It can be observed from Figure 14, Figure 15, Figure 16 and Figure 17 that the resistance value of each flex sensor is dependent on the finger movements of the corresponding finger. Therefore, gesture recognition based on flex sensors can be effective. Consider the sensory data shown in Figure 14 for Gesture 1 as an example. Only thumb movements are involved in Gesture 1. Therefore, without transition, we can see from Figure 14a that the waveform produced by the flex sensor associated with thumb exhibits large variations. Moreover, the large variations observed in the waveforms from other flex sensors in Figure 14b–d are mainly due to transitions. Therefore, it would be beneficial to include the transitions for training operations.
Figure 18 and Figure 19 show examples of testing sequences produced by flex sensors consisting of three hand gestures back to back. The results of gesture spotting are also revealed as horizontal bars at the bottom of the figure. The bars labeled by w.T. and w/o. T. are the spotting results with and without inclusion of transitions for training, respectively. We can see from Figure 18 that, when the transitions are included for training, accurate gesture spotting can be achieved. The three gestures shown in Figure 18 are Gesture 1, Gesture 3, and Gesture 4. The algorithm identifies I 1 , I 3 , and I 4 as the largest sets. Therefore, the recognition outcome is c 1 = 1, c 2 = 3, and c 3 = 4. Furthermore, because the three gestures shown in Figure 19 are Gesture 4, Gesture 3, and Gesture 2, the corresponding recognition outcome is c 1 = 4, c 2 = 3, and c 3 = 2. By contrast, without considering the transitions, recognition outcomes are not correct due to the interferences by transitions.
The effectiveness of the proposed algorithm can be further demonstrated by evaluating the confusion matrix for the gesture recognition with and without inclusion of transitions for GRU training. Table 5 shows the evaluation results on the testing set. The size of the input window X t to the GRU is T = 60 . The dimension of the hidden state h i is D = 128 . The confusion matrix contains information about actual and predicted gesture classifications carried out by the system. Each element in a confusion matrix represents the percentage the gesture in the corresponding row is classified as the gesture in the corresponding column. Therefore, the diagonal elements in the matrix are the hit rates. The element in row i and column i is the hit rate of gesture i, denoted by H i , which is the number of gestures in class i that are correctly classified divided by the total number of gestures in class i. From Table 5, we see that the proposed algorithm with the inclusion of transitions for GRU training has superior hit rates for all the four classes compared to its counterpart without the inclusion of transitions.

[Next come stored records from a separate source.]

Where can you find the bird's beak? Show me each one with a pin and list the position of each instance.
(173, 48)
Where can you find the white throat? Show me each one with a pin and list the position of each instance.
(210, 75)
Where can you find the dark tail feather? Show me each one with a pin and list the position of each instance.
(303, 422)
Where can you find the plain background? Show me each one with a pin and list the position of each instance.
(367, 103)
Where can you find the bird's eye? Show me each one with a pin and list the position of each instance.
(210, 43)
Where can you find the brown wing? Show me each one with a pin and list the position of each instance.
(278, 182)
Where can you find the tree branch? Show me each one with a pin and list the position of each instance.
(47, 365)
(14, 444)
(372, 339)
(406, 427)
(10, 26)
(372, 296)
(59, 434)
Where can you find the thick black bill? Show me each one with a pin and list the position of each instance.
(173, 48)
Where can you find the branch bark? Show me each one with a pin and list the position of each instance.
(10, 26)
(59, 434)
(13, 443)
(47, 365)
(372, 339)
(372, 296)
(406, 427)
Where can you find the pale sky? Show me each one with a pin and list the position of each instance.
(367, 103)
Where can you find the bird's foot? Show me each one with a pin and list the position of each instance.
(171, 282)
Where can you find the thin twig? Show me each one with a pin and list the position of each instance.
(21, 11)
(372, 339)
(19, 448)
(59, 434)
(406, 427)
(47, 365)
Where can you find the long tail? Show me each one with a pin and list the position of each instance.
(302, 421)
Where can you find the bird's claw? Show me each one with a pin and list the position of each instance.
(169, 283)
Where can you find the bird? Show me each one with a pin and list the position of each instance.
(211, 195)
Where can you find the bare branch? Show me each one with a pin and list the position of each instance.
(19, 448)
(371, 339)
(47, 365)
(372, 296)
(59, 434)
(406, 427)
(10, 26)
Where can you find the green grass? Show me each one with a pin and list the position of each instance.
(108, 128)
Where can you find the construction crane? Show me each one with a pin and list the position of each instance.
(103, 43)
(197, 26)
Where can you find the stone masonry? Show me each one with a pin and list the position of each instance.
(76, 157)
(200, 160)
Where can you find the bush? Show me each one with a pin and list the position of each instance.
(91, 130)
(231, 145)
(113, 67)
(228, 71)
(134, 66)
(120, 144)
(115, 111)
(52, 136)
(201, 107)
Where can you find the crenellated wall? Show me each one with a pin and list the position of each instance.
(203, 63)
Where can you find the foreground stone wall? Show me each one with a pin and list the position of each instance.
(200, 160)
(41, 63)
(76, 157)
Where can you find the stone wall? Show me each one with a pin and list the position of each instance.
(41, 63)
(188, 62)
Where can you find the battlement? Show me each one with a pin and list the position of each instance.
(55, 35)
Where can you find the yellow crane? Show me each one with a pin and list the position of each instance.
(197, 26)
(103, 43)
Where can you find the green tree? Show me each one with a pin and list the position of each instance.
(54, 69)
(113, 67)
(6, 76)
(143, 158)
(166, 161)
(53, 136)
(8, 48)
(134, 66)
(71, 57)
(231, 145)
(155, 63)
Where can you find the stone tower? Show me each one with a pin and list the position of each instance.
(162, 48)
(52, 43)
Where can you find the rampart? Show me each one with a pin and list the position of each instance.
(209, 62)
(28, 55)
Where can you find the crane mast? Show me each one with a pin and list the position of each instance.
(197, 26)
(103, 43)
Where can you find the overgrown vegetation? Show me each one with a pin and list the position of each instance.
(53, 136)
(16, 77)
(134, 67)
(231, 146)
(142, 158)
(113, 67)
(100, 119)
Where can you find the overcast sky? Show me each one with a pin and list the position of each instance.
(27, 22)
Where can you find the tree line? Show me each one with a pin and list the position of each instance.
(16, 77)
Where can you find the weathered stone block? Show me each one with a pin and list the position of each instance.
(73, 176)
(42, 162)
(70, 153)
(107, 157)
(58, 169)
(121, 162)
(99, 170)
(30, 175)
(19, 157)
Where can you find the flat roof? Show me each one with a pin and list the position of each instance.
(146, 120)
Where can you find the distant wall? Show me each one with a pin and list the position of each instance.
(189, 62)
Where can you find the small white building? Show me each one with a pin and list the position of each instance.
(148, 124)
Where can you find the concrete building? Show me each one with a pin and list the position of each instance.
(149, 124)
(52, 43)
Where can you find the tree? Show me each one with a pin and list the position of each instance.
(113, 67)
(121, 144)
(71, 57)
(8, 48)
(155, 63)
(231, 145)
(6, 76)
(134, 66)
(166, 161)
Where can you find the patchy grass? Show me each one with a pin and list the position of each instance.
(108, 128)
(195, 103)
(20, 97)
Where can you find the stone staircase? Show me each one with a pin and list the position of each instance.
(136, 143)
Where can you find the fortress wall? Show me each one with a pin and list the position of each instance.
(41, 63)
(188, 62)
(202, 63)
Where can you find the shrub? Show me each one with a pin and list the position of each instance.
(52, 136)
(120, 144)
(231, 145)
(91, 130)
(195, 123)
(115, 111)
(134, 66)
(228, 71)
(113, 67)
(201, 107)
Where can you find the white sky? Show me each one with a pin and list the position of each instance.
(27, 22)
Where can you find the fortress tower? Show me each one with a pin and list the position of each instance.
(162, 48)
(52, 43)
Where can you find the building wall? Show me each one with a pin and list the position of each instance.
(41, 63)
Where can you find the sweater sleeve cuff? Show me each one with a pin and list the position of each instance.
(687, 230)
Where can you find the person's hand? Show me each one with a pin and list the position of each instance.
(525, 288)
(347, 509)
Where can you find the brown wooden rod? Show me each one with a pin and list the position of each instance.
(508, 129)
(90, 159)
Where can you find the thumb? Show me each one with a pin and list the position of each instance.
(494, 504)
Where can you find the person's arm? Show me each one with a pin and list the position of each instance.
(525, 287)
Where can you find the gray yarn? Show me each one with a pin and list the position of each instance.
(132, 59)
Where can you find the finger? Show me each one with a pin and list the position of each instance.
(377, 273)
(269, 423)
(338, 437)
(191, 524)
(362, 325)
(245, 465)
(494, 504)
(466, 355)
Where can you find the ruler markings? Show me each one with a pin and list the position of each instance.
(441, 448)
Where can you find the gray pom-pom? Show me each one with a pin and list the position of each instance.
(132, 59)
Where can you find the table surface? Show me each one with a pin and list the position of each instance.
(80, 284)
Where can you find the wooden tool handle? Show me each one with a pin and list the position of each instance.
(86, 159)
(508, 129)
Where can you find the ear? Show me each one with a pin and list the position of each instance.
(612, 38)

The size of input window T may have an impact on the performance of the GRU. Figure 20 reveals the average classification hit rate, parameter size, computational complexity, and average computation time of the GRU for various input window size T. The average hit rate is defined as the number of gestures correctly classified divided by the total number of gestures in the testing set. The parameter size of the GRU is the total number of elements of matrices/vectors W j , U j , b j , j = z , r , h , and V in (1), (2), (3), and (6). The computational complexity is measured as the number of floating point operations (FLOPs) for obtaining each output y t . The average computation time is the average time required for carrying the inference of a single gesture in the testing set. It is measured on the Raspberry Pi 3 platform. In the experiments, the dimension of the hidden state was D = 128 . The training operations were carried out with the inclusion of transitions.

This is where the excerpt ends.